You think you are not eloquent, not funny, not charismatic, not XYZ

But you are you, and your perspectives are worthy of being heard. People in your meeting are generally there for some benefit to themselves: to learn something new, get something done, etc. Unless you are a stage performer or a stand-up comedian, they are not there to be inspired by your eloquence or humor or appearance. Even if you are on camera, there is no need to perform to the camera. Focus on your content, be YOU, and things will be ok.

You are a perfectionist and you want to impress with perfection

In one of my favorite books, Pride and Prejudice, Elizabeth Bennet remarks to Mr. Darcy: "We are each of an unsocial, taciturn disposition, unwilling to speak, unless we expect to say something that will amaze the whole room". May be that is not EXACTLY you, but you still highly value creating a great impression. But do remind yourself that you're only human and it's ok to be less than perfect. You don't need to impress your entire audience.

You think people are evaluating you for every mistake you make

Now, let's be real. People are generally caught up in their own worlds. The person they care about most is themselves. They are typically distracted, forgetful, and not that observant. Nine times out of ten, they are not looking for you to fail, in fact quite the opposite. And if they do notice something amiss, they are bound to forget it five days hence. The person that is likely to notice, remember, and not forgive any of your mistakes is...drum roll please...YOU. So don't be hard on yourself. Remind yourself that people will be people, and not your personal Chitraguptas.

You sense doubt and translate that to danger

This is not surprising. Your brain is built to do exactly that, and you should use every bit of emotional intelligence to thwart it. You are uncertain of an unknown outcome. Why should you not be? No one can predict the future accurately. Your brain translates that uncertainty to a threat signal. Your limbic system - that part of our brains that we share with reptiles - gets engaged quickly and you display the typical "fight-or-flight" response. When this happens, bring awareness to what is going on, and snap out of it. There is no real threat - you are not going to die - at the moment

You anticipate and catatrophize every failure

A classic cognitive distortion! You evaluate your situation pessimistically and therefore think your efforts are going to fail with all the certainty in the world. But no one can predict the future, remember? Also, that nightmare of you living under the bridge, sans pennies and friends, just because you screwed up something at work, is likely just that. A figment of your imagination.

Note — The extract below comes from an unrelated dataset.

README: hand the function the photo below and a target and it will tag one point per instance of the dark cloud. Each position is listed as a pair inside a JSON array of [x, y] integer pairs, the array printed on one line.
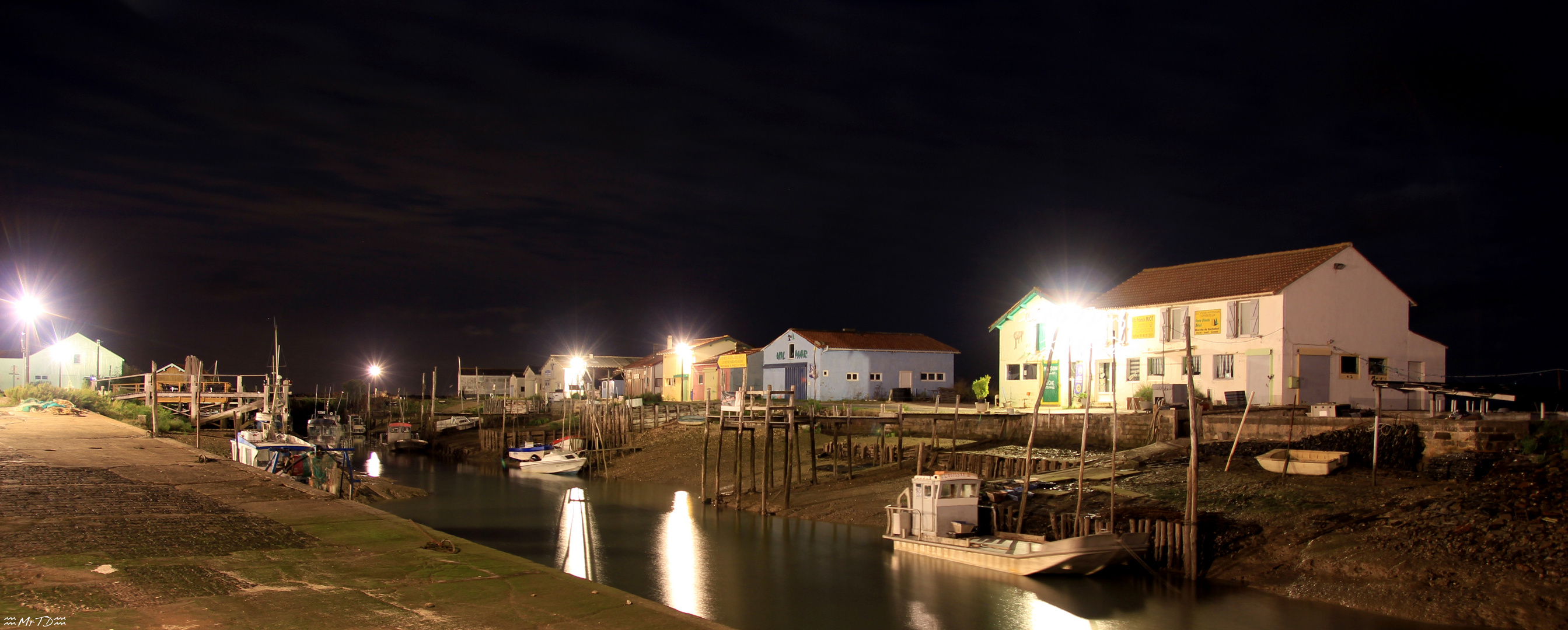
[[385, 179]]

I've lived through some terrible things in my life, some of which actually happened.

You attach too much importance to the people surrounding you at work/social life

As you reflect, do this for me. Imagine ten years from now. Do you see the people you so want to get the approval of in your life? I know, I know, I just said you can't predict the future. But the point is that most people in your work life and social life today are transient. There are very few people that you should really give a sh*t about. These are your keepers, and select them carefully. The mentors you trust, the friends that make you better, the family that wants the best for you. These are people you can attach all the importance to, but they are not waiting for the moment you fail.



Liberate yourself. If your anxiety comes from serious medical issues, seek help. Otherwise, when you feel that racing heart, the sweat in your palms, take a moment to analyze the heart of your emotion. Develop antidotes and deploy strategies like above to deal with them. Slow down, pause, and remember to take breaths as you speak. Don't be monotonous, and try not to ramble. Rehearse if it's a big event and you are not up to winging it yet. Speak your audience's language, and do not cram your presentation with data. Tell a story with a beginning, middle, and an end. Be true to your own style - do not try to add jokes because someone else did so. Close well, smile, and have fun!